Les femmes se coupant les cheveux est une ancienne tradition persane que l’on retrouve également dans le Shahnameh, lorsque la colère était plus forte que le pouvoir de l’oppression. Le moment tant attendu est arrivé. La politique est guidée par la poésie.#poésie persane #Gordafarid
#IranProtests2022 pic.twitter.com/jVgS7dozvq
« Pour les femmes, se couper les cheveux en Iran est une forme de protestation (…) un symbole contre le foulard obligatoire », a déclaré Dorna Javan, politologue iranienne basée en France et spécialisée dans l’Iran. De tels gestes visuels sont un moyen pour les femmes du monde entier de s’unir autour du sort des femmes iraniennes, a-t-elle ajouté.
Javan l’a décrit comme un « geste aimable » et a appelé à une action politique plus forte de la communauté internationale pour soutenir les manifestants iraniens.
« Nous ne pouvons pas diminuer la lutte des femmes iraniennes pour leurs droits – qui a commencé dans la seconde moitié du XIXe siècle – avec le mouvement de se couper les cheveux », a-t-il déclaré. « Mais cette vidéo virale est un moyen d’avoir un impact international sur leur cause. »

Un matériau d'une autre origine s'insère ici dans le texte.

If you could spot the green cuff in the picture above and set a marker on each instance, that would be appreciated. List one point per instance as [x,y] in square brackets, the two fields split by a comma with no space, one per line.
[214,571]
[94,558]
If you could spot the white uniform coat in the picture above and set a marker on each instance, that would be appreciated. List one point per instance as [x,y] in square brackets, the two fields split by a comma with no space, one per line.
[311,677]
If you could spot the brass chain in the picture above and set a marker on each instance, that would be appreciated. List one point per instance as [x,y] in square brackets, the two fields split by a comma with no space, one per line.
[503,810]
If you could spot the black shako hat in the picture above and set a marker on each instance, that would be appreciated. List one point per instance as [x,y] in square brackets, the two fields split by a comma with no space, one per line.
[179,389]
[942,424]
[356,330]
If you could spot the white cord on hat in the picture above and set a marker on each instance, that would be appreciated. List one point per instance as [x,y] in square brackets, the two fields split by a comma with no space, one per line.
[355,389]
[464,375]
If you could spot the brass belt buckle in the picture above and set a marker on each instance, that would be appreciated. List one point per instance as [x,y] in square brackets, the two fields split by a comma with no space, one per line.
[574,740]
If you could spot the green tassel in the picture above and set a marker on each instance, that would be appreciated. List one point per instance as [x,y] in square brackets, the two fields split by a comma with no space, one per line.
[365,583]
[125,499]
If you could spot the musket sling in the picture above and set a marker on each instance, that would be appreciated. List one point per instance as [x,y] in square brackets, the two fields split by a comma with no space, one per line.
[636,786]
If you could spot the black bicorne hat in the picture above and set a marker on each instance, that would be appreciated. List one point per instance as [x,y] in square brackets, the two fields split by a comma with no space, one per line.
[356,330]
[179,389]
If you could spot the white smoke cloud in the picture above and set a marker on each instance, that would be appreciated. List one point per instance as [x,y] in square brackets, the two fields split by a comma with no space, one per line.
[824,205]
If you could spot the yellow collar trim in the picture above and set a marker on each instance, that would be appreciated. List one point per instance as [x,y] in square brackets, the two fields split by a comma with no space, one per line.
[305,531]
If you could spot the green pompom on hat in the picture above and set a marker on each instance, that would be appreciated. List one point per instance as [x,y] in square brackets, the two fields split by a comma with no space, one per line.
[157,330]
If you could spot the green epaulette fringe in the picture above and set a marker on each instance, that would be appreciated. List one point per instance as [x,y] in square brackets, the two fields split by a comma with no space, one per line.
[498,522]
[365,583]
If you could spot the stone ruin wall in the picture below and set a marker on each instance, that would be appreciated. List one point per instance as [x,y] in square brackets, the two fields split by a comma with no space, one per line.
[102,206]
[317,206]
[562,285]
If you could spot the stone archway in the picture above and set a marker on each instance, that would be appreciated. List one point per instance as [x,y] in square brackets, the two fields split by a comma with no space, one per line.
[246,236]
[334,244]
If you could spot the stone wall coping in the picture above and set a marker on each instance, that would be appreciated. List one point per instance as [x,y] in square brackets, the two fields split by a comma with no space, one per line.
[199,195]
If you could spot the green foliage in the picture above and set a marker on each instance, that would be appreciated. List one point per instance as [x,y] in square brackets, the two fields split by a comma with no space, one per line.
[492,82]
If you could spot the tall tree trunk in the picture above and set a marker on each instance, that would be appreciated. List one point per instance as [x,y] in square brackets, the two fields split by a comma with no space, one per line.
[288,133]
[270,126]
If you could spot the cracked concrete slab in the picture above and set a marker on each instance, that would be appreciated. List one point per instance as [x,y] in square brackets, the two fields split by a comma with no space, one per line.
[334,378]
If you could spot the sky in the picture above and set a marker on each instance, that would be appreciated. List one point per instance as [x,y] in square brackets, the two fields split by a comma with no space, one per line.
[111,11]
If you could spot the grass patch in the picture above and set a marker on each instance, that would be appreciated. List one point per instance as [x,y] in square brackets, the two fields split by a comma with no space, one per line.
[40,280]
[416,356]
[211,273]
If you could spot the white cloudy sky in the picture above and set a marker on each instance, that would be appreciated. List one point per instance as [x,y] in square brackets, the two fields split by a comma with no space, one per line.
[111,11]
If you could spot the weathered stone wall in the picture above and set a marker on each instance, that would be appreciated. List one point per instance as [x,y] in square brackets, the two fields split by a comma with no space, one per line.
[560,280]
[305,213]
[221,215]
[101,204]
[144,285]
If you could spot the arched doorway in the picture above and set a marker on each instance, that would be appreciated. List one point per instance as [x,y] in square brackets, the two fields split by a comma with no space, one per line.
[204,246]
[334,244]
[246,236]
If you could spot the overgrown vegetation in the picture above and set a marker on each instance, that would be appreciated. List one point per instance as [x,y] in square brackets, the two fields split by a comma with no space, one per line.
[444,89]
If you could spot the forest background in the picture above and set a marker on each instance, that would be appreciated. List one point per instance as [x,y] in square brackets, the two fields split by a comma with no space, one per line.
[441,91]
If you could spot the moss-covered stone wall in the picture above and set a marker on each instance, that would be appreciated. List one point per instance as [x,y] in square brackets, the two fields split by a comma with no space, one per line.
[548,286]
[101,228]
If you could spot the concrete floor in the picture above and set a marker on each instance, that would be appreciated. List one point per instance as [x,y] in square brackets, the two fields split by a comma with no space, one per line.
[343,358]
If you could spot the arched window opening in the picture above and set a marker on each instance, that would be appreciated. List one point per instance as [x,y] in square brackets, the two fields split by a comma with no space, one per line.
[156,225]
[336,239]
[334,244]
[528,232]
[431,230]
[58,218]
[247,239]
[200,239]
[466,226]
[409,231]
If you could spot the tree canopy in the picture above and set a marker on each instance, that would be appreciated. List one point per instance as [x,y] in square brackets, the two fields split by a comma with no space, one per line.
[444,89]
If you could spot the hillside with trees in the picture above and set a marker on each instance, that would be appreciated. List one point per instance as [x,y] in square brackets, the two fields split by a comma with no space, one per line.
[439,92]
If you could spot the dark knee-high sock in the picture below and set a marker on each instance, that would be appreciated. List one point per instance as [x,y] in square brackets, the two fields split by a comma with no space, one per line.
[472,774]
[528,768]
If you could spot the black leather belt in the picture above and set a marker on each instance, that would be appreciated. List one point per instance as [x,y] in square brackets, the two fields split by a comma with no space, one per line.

Manifestation de haut niveau, arrestation
Une autre manifestation très médiatisée a eu lieu cette semaine. A Strasbourg, en France, une députée suédoise du Parlement européen s’est coupé la queue de cheval lors d’une réunion de l’Union européenne mardi soir.
« Tant que l’Iran ne sera pas libre, notre colère sera plus grande que celle des oppresseurs. Tant que les femmes iraniennes ne seront pas libres, nous vous soutiendrons », a déclaré Abir Al-Sahlani, née en Irak, le voisin occidental de l’Iran.
Alors qu’elle fléchit les ciseaux, elle dit « Jin, Jiyan, Azadi » – un slogan kurde signifiant « Femmes, Vie, Liberté » qui a été un cri de ralliement pour les femmes iraniennes et leurs alliés depuis la mort d’Amini.
Un artiste iranien populaire, Shervin Hajipour, aurait été arrêté fin septembre pour avoir publié une chanson de protestation intitulée Barayeselon Le Gardien.
La chanson, dont les paroles étaient composées de tweets sur Amini, est rapidement devenue virale après que Hajipour l’ait publiée sur les réseaux sociaux. Il a reçu plus de 40 millions de vues en moins de 48 heures avant d’être retiré.